Lune followed the thought to its inevitable conclusion even as Galen did. If such knowledge were to aid them, there was but one place to seek it out. “The Royal Society,” she said.

A fellowship of the most learned men in Britain, with allies all over Europe. Lune’s growing smile made Galen’s heart soar—until a new thought dragged it down once more. For him to gain entrée into the Royal Society, he would have to beg a favour of the last person to whom he wanted to owe a debt.

She knew it as well as he did. She said, “Can you get your father’s assistance?”

I don’t know. But he made himself smile, because this was what the Queen needed of him, her Prince, and he would pay any price she asked. “Yes, madam, I can.”

Memory: 12 September 1682

In the ordinary way of things, night was the ideal time for sneaking and subterfuge. Honest men were in their beds, with only the occasional watchman to sound an alarm, and darkness provided a friendly veil against such eyes.

The Royal Observatory at Greenwich did not operate according to the ordinary rules of society. Here, men slept during the day, and woke at night to observe the stars and moon and the distant planets.

Which became something of a problem when others wished to use their instruments, in secret, without their permission.

But the Onyx Court played home to many creatures that took pride in their stealth. If it was strange for them to operate in sunlight, they adapted. They had good reason to wish for success in this undertaking. So they went to Greenwich in the light of day, and moved either disguised or unseen among the astronomers and clerks and servants who worked there, bearing with them tiny vials of crystal. In those vials lay the essences of faerie herbs, gathered from the gardens of the Onyx Hall, to prepare for the coming night.

The contents of the vials went into food, into wine, into the bitter coffee drink some of the men swore sharpened their wits and kept them alert during their vigils. One by one, the men of the observatory slept, and dreamt the dreams provided to them.

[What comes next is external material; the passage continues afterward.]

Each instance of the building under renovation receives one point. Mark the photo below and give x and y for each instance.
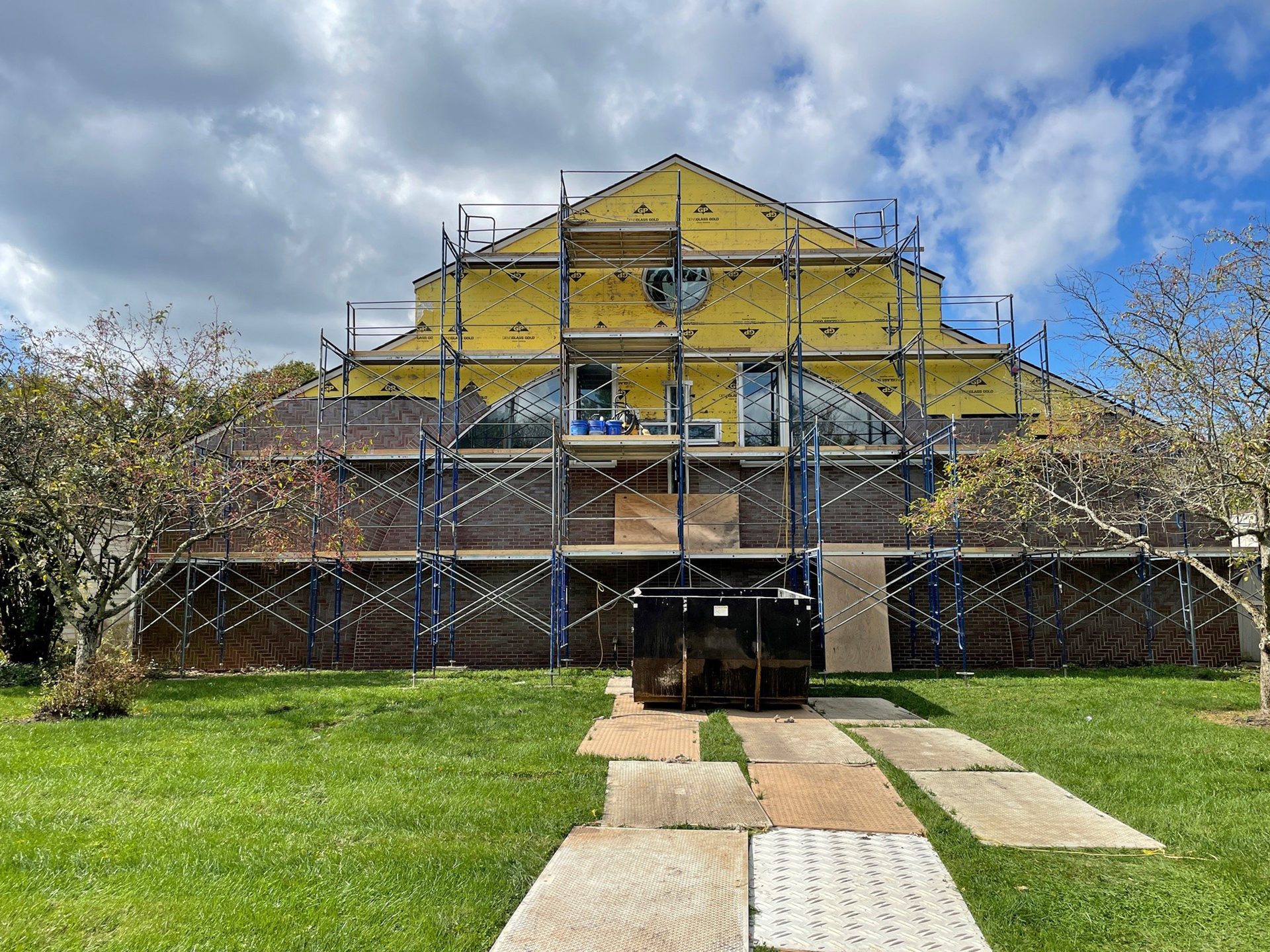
(671, 381)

Lune reached the top of the hill as a puck bent to drip visions on the eyelids of the last sleeper, a man who had curled up on the grass at the foot of Flamsteed’s great telescope. Behind her, three stocky yarthkins lugged a heavy crate up the slope. One man in his forties, hair thinning on top but still hale, wheezed theatrically as he staggered through the courtyard gate. “I swear it gets steeper every time.”

“This is the last time you have to climb it, Jack.” Lune stepped from the cobbled courtyard onto the grass, then stood gazing up at the telescope, and the stars beyond.